Given the projections for demographic change and the increased demand for health care resources in the future, there is a need to transition our health care system from one where patients passively receive instructions from the doctor, to one where patients are active in managing their own treatment in a partnership with doctors. This new health care paradigm is often referred to as person-centered care or patient-centric care. In order to speed up and facilitate this process we must empower patients with technologies to support self-assessment and self-management.
Self-management is what persons suffering from chronic diseases do to manage their own illness on a daily basis.

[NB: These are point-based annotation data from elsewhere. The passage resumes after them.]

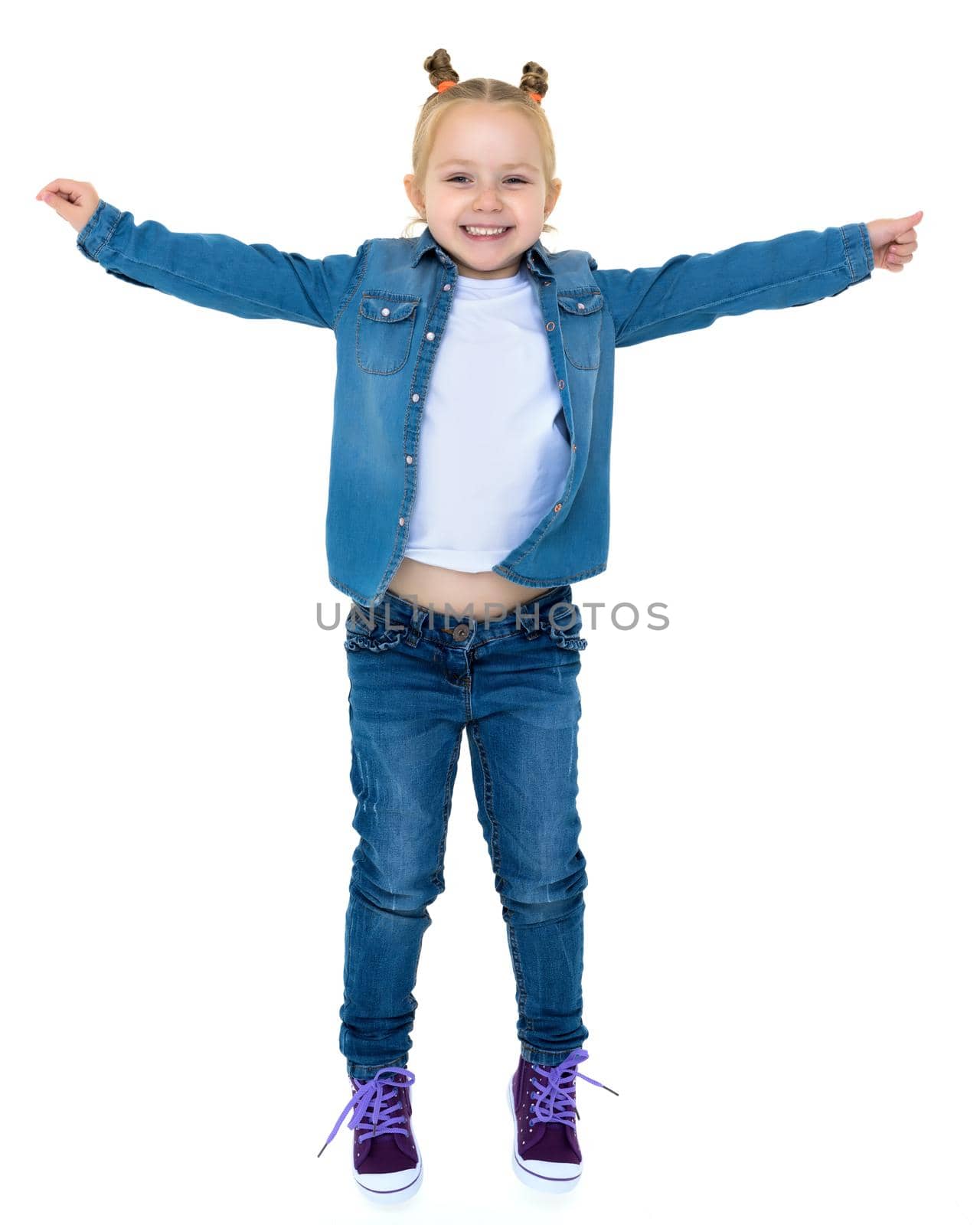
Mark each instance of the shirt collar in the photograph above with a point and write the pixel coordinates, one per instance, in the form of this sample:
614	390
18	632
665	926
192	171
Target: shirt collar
537	259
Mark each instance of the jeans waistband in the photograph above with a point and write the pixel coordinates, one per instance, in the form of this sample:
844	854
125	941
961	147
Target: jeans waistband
530	616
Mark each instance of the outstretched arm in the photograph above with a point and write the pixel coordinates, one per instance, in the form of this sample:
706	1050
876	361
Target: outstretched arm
254	281
690	292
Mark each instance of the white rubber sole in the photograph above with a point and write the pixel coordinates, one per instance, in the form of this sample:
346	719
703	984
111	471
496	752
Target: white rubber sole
553	1178
389	1188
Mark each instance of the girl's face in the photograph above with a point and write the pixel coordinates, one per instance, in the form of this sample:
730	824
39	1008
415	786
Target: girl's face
485	171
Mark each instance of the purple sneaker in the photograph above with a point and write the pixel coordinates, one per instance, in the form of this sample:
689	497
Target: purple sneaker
545	1145
386	1161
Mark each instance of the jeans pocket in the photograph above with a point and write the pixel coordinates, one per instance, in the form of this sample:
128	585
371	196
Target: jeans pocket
564	624
367	630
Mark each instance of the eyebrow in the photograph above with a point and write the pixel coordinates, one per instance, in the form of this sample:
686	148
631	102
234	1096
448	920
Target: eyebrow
508	165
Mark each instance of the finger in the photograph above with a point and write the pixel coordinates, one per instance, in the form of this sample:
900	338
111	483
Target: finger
67	189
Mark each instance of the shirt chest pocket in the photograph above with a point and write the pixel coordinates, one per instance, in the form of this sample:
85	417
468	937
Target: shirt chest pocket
581	318
384	335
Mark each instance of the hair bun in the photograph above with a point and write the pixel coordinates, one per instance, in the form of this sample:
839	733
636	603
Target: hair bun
440	69
534	80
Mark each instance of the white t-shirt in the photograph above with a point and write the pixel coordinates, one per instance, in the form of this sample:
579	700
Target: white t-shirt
494	449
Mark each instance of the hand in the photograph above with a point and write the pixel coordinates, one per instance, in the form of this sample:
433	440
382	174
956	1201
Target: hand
74	201
892	242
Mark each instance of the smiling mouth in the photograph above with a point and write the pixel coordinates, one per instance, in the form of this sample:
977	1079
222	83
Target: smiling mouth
485	238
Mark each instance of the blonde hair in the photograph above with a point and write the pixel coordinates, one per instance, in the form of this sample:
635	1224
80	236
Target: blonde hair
533	80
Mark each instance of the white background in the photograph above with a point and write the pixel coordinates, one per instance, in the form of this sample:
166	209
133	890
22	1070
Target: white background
778	793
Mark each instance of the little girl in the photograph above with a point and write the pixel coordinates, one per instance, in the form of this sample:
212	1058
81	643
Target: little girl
469	489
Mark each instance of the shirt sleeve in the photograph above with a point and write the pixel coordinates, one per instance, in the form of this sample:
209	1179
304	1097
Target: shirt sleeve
692	291
253	281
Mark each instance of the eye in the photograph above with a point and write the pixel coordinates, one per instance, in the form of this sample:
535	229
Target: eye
511	179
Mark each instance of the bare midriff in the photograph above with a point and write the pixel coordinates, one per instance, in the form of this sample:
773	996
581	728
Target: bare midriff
490	596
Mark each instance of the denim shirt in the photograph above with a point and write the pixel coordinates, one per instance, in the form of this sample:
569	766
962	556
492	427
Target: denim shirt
387	305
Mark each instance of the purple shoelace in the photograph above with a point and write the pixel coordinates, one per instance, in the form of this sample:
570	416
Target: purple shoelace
554	1102
371	1096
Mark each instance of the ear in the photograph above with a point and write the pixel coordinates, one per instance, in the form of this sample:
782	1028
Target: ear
414	198
553	195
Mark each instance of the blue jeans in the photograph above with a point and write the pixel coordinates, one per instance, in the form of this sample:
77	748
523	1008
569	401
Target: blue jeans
418	678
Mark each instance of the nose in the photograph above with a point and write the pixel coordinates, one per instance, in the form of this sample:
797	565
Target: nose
489	200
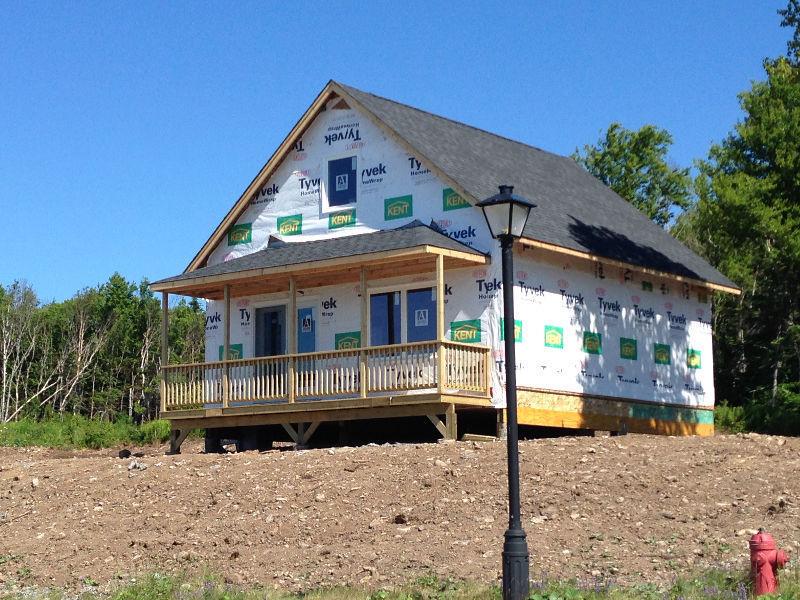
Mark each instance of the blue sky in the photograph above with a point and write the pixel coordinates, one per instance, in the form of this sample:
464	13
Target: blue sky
127	130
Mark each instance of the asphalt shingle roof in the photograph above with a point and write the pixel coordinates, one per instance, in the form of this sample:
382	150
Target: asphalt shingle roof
574	209
283	253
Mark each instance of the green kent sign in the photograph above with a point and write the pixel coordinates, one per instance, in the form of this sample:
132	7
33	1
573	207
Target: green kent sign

It is the ability of the patient to deal with symptoms, treatment, and lifestyle changes. One important part of the process is to actively monitor symptoms and manage their impact on quality of life. Unfortunately, for many of these patients there is a lack of continuous and objective assessment of their symptoms and how they change over time. An assessment of the severity of a patient's condition is usually done at the clinic, very few times a year. In between these session, however, the patient can only rely on his or hers subjective feeling of how their symptoms interfere with their normal daily activities.
One problem which arises is that small, progressive changes in symptom severity are usually not felt by the patient. Another problem is that a person's assessment of their own symptoms is very subjective and can be influenced by mood or other psycho-social factors. Not being able to perceive or quantify how symptoms change can also impact patients' motivation to comply with treatment. In some cases, it may even complicate or delay adjusting the patient's medication dosage.
Current mobile monitoring technologies combined with decision support systems can considerably facilitate self-management for patients by: 1) providing objective assessment of symptoms and other health-related information; 2) modeling how symptoms affect and are affected by daily activities and other health factors; and 3) supporting decision by predicting the impact of certain actions or treatment.